Canal Street is a major street in New York City, crossing lower Manhattan to join New Jersey in the west (via the Holland Tunnel I-78) to Brooklyn in the east (via the Manhattan Bridge). It forms the main spine of Chinatown, and separates it from Little Italy. It also forms the northern boundary of the Tribeca neighborhood and the southern boundary of SoHo.
   Canal Street takes its name from an actual canal that was dug in the early 1800s to drain the contaminated and disease-ridden Collect Pond into the Hudson River. The pond was filled in 1811, and Canal Street was completed in 1820 following the angled path the canal had. The elimination of Collect Pond actually made the surrounding land even marshier, as the area had many natural springs that now had nowhere to drain. The historic townhouses and newer tenements that had been built along Canal Street quickly fell into disrepair, and the eastern stretch of Canal Street came within the ambit of the notorious Five Points slum as property values and living conditions plummeted. Early in the 20th century, the jewelry trade centered on the corner of Canal and Bowery, but moved in mid century to the modern Diamond District on 47th Street.
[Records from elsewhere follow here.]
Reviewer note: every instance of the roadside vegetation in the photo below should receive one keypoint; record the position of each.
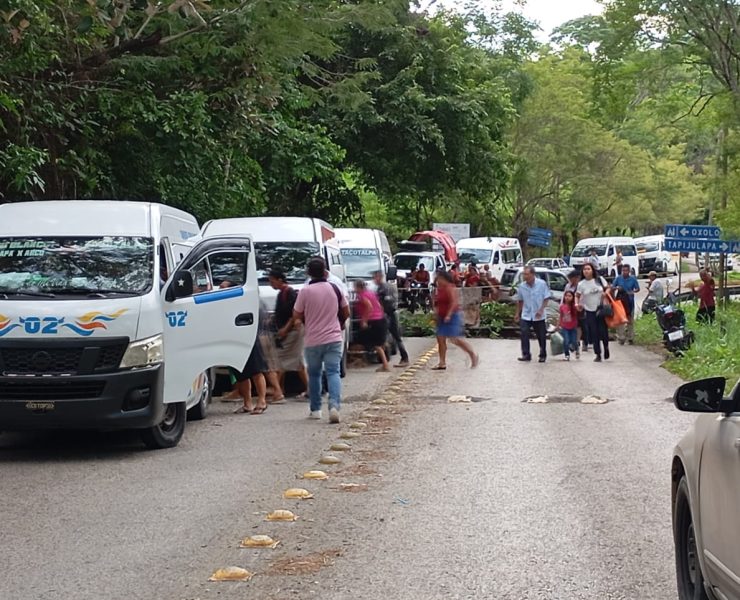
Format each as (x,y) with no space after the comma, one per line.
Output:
(715,352)
(494,317)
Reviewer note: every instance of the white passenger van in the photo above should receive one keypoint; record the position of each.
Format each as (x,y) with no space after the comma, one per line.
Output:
(365,251)
(652,256)
(286,243)
(100,328)
(498,253)
(606,251)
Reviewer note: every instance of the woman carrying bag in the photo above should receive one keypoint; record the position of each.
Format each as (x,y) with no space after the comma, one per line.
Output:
(591,296)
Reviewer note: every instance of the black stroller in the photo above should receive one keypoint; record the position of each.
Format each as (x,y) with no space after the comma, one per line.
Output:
(672,322)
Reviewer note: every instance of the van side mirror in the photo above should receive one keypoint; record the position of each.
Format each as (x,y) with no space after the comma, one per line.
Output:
(181,286)
(703,396)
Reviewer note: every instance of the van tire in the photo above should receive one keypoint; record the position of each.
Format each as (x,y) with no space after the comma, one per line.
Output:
(168,432)
(200,410)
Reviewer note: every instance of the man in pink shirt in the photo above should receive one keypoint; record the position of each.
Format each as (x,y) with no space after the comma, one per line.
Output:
(323,310)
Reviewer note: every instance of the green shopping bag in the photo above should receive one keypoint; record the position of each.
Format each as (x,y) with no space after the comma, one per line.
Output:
(557,344)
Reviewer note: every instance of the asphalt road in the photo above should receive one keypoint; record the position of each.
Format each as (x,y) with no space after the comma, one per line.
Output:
(497,498)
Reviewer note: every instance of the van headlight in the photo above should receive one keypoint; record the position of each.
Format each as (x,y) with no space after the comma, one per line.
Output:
(143,353)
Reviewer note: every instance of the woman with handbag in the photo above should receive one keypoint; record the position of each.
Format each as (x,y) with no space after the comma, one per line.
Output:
(591,299)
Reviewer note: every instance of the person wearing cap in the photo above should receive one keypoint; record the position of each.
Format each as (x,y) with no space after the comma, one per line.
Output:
(288,336)
(323,310)
(593,260)
(624,288)
(574,277)
(655,288)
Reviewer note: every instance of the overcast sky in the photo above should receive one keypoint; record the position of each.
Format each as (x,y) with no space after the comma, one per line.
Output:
(548,13)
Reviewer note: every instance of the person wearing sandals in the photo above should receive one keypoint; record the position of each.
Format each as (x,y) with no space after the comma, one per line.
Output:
(532,298)
(450,324)
(373,325)
(253,371)
(589,297)
(323,310)
(288,337)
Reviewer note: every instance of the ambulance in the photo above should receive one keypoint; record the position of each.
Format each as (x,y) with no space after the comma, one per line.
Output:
(498,253)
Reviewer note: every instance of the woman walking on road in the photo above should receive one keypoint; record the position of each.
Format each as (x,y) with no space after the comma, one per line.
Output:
(589,297)
(373,326)
(450,321)
(705,293)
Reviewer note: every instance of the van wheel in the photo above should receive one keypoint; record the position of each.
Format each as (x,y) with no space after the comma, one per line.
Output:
(199,411)
(168,432)
(688,568)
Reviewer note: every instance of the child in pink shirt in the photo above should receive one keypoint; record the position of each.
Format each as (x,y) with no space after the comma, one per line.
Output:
(569,324)
(373,325)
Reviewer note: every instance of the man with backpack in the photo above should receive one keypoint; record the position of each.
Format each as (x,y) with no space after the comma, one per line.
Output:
(323,310)
(389,301)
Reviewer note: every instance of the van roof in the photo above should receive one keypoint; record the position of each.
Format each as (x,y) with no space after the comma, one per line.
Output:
(272,229)
(486,242)
(649,238)
(81,217)
(356,238)
(603,240)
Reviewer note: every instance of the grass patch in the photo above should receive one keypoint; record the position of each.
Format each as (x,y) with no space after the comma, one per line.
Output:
(418,324)
(715,352)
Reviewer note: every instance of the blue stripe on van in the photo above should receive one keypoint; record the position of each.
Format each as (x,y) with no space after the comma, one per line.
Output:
(217,295)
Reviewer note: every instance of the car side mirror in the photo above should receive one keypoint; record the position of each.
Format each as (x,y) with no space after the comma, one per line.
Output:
(703,396)
(181,286)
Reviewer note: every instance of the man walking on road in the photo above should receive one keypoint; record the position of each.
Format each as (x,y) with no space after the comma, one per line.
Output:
(532,297)
(389,302)
(323,309)
(625,287)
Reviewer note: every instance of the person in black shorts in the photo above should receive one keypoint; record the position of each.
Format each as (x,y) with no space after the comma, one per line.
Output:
(254,370)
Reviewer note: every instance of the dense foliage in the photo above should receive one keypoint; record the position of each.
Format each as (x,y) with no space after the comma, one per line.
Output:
(376,113)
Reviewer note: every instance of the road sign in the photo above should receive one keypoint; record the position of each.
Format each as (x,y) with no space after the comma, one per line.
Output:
(700,232)
(539,232)
(711,246)
(541,238)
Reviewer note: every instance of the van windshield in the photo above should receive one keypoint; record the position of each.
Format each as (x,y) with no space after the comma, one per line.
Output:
(585,250)
(289,257)
(51,266)
(361,263)
(408,262)
(647,247)
(476,255)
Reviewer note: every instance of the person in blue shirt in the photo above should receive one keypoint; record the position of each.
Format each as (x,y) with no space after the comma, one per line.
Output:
(624,288)
(532,297)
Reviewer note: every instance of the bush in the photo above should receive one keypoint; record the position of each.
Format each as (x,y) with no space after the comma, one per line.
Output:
(495,316)
(715,352)
(418,324)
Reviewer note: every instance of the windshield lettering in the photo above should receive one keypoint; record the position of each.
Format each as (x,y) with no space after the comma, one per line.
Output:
(73,266)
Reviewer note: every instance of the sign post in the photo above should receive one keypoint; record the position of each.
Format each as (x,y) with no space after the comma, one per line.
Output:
(700,239)
(539,237)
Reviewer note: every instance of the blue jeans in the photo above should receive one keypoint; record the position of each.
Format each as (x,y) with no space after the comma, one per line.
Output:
(319,358)
(570,340)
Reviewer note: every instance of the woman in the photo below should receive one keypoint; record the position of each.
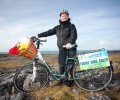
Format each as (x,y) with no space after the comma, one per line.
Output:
(66,35)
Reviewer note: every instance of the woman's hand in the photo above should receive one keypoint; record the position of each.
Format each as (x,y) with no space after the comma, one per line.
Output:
(68,45)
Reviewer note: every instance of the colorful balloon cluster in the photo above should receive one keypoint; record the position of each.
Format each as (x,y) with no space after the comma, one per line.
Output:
(21,45)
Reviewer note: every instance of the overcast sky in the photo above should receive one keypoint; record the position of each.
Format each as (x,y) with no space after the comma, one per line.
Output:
(97,22)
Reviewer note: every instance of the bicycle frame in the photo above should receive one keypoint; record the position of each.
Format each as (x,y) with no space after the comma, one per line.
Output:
(54,75)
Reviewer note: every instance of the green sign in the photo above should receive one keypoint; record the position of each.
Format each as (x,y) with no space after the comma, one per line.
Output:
(94,60)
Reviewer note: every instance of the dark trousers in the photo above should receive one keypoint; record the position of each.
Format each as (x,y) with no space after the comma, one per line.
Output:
(62,58)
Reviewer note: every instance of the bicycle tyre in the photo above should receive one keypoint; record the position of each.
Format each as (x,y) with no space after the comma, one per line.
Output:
(93,79)
(23,78)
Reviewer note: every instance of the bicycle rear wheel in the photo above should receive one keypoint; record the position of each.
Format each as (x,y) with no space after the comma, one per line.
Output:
(92,79)
(23,78)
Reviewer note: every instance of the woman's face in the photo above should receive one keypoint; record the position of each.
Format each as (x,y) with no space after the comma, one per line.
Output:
(64,17)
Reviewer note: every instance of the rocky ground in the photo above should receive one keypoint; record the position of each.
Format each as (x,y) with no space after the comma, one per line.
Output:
(10,64)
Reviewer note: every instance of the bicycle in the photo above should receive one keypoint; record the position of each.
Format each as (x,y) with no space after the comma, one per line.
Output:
(35,75)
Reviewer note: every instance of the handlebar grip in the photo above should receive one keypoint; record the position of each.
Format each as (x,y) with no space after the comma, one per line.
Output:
(43,40)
   Today, Canal Street is a bustling commercial district, crowded with low-rent (compared to other Manhattan real estate) open storefronts, and street vendors to the west; banks and jewelry shops to the east. Tourists as well as locals pack the Canal Street sidewalks every day to frequent the open-air food stalls and bare-bones stores selling items such as perfume, purses, hardware, and industrial plastics at very low prices. Many of these goods are grey market imports and many notoriously counterfeit, with fake trademarked brand names on electronics, clothing and personal accessories (including the fake Rolex watches that have become a Manhattan cliché). Pirated CDs and DVDs are very common, and offered for sale on the Canal Street sidewalks in makeshift stands and suitcases or simply laid out on bedsheets, often before they're even officially released in stores or the theater. Widespread sale of these counterfeit goods persists along Canal Street and in its hidden back rooms despite frequent police raids.